Neramu Sikhsa (1973)

A story inspired by Fyodor Dostoyevsky’s Crime and Punishment, Neramu Sikhsa follows the journey of Vijay (Krishna), the scion of a rich family. When a tragic occurrence changes the course of his life, Vijay learns what it takes to make sincere amends to help those affected by his actions. Vishwanath took the basic concept of Dostoyevsky’s seminal work to craft a thoroughly Indian version.

Swarnakamalam (1988)

This was an interesting film – it allows its protagonists, two classically-trained dancers, to question the different paths that life takes them on. While one sibling is grateful for her training and looks forward to honing her skills in an art form she loves, the younger sibling (Bhanupriya as Meenakshi) desires an easier life. Given that the performing arts weren’t (aren’t?) sponsored well enough for any but the top echelons of performers to earn a living from performing, her fears are well-founded. The film treats them with respect and the narrative traverses her arc from disinterest to eventually becoming devoted to dance. [Now, if only the director had allowed that choice to stand!] One of the highlights of this film was a philosophical debate on the nature of art and performance as Meenakshi performs a variety of classical and folk dances.  While the other was a dance performance by noted Odissi exponent Sharon Lowen. Watch it for the excellent performances and dances - Bhanupriya is a joy to watch.

Sirivennala (19)

Sirivennala is an underrated gem of a movie from the master director. A love triangle involving a blind flautist, a mute painter and an escort who becomes a sponsor for the former, the film stood out for both the restrained story telling as well as the restrained acting. Never has a sex worker been so respectfully treated in Telugu cinema. And no, she’s not the virginal whore or the whore-with-the-golden-heart character that is so beloved of films across languages. She just is. But I do wish her character arc didn't end the way it did. [Remember what I said about the director being a product of his times?]

Subha Sankalpam (1995)

The sea is a recurring motif in Vishwanath’s films.
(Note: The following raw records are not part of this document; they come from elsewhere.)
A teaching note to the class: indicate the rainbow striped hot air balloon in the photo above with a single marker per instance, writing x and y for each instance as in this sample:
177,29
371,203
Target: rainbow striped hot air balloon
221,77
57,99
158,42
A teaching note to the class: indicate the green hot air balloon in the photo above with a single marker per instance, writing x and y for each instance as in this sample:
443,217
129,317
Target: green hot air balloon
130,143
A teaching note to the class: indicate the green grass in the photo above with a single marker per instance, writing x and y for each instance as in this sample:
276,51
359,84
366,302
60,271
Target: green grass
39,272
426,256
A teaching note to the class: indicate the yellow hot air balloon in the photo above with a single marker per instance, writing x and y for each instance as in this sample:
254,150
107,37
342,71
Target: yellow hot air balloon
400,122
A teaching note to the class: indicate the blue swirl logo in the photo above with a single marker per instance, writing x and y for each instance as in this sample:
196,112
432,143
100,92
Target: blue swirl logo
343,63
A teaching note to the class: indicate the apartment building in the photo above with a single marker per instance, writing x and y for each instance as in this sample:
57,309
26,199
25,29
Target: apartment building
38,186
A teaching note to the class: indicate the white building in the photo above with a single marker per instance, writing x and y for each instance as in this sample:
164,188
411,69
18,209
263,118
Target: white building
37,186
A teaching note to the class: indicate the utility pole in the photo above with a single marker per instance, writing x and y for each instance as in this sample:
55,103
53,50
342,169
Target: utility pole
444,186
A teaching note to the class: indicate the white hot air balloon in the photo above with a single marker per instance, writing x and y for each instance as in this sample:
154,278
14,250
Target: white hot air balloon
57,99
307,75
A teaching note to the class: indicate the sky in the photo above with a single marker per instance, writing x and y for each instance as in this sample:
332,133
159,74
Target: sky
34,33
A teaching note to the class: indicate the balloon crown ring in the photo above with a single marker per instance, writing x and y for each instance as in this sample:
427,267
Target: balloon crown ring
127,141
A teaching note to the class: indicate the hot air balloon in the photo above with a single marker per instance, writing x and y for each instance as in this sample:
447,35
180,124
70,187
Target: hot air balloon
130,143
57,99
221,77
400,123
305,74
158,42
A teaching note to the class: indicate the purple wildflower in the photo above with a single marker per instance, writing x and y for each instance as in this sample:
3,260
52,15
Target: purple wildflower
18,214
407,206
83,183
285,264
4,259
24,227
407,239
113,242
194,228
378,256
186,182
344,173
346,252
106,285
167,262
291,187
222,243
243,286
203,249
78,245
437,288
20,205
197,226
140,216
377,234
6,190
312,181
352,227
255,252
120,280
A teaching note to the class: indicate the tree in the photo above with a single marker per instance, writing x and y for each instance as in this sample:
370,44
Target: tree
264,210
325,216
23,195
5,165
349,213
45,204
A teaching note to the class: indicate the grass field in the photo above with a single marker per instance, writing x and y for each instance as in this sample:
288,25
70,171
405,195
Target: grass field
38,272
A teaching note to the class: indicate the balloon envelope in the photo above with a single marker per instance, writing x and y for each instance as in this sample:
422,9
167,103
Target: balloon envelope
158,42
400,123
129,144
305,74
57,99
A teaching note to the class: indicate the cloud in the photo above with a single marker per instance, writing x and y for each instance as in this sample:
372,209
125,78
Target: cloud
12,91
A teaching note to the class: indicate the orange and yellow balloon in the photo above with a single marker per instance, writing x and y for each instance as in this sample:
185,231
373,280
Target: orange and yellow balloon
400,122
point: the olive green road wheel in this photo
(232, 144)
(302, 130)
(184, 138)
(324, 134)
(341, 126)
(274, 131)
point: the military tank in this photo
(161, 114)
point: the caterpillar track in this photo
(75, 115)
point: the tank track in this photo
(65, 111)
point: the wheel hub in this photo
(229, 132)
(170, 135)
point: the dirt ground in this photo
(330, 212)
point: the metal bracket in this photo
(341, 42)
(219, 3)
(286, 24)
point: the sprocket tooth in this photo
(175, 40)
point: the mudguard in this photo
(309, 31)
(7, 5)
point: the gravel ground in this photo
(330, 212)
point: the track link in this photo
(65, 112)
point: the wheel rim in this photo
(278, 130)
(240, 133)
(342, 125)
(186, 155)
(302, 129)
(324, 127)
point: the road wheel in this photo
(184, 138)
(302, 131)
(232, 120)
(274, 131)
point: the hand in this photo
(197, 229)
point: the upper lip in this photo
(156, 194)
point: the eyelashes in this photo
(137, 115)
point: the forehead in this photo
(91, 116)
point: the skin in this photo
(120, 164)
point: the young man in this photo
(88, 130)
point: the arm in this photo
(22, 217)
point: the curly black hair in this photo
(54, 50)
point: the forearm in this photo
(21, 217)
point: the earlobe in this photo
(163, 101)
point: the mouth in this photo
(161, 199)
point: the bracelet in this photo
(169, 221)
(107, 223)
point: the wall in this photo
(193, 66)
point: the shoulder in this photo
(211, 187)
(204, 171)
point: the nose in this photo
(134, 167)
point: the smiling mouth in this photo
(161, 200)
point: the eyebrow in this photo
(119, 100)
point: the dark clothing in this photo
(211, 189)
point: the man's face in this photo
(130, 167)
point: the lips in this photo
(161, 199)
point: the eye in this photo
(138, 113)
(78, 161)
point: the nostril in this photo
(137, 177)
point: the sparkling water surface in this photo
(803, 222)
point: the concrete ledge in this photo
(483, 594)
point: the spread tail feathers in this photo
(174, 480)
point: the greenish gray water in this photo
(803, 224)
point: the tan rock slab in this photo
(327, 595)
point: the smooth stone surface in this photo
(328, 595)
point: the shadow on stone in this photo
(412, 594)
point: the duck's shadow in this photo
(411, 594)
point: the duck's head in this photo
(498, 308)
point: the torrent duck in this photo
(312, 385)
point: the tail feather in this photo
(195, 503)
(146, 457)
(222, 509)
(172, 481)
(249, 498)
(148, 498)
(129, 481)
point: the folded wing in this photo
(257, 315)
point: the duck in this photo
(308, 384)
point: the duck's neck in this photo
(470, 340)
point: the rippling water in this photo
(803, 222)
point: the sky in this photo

Here, it transforms into the living, breathing heart of its fisherman protagonist, played by Kamal Hassan. The story of a benevolent businessman and a young fisherman who loses his family while he’s away at sea, Subha Sankalpam is the weakest of the three films that these master entertainers did together; it lacks the masterly touch of Vishwanath’s earlier collaborations with Kamal, but this film still managed to tug at your heart.

To the master entertainer who knew how to mask a message in an entertainer, to the visionary whose first love was cinema, to the man whose work gave me hours and hours of viewing pleasure, my humble salutations.